2 thoughts on “Mergers and Beer

  1. “Luxury” beers have continued to grow and capture market share compared to mass produced domestic beers. This makes sense as the economy has improved, price of craft becomes less important, as well as shifting consumer tastes. A decrease in dividend payouts likely reflects the fact that market shares are falling for AB inbev as craft brewers take over. This shift coupled with the massive amount of capital required to complete the merger has led to InBev shifting away from high dividend payouts.

  2. In addition to the growth of the craft beer industry, several foreign currencies have lost a lot of their value.
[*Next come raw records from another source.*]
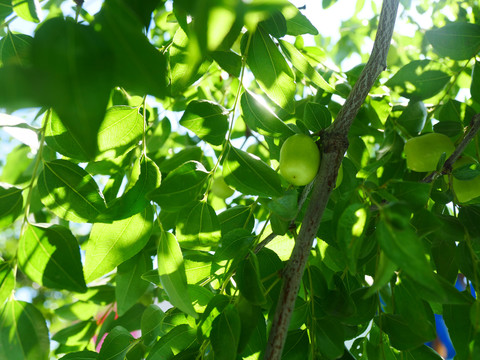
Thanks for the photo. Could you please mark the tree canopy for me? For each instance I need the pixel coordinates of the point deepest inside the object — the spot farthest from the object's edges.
(149, 211)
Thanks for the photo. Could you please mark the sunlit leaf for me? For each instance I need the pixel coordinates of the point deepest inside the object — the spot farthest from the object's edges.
(109, 245)
(271, 70)
(23, 332)
(172, 273)
(50, 255)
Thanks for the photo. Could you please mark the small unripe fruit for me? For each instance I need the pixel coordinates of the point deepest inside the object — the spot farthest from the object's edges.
(221, 189)
(424, 152)
(299, 159)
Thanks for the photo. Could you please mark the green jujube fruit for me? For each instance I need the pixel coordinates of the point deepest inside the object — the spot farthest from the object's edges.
(299, 159)
(424, 152)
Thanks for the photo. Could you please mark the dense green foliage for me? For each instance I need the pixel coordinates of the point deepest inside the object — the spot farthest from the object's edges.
(109, 210)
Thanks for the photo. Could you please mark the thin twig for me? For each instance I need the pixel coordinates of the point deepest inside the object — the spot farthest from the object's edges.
(447, 166)
(334, 141)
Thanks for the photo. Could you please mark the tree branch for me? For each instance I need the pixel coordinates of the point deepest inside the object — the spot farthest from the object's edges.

While the U.S. is AB Inbev’s primary market, foreign countries serve as emerging markets for the beer company. Markets including Brazil and Argentina continue to lose value in the foreign exchange market, crippling AB Inbev’s profits abroad. While I think the primary issue for AB Inbev is the pervasion of small craft brewing upstarts, one should not overlook the present currency issues in secondary markets.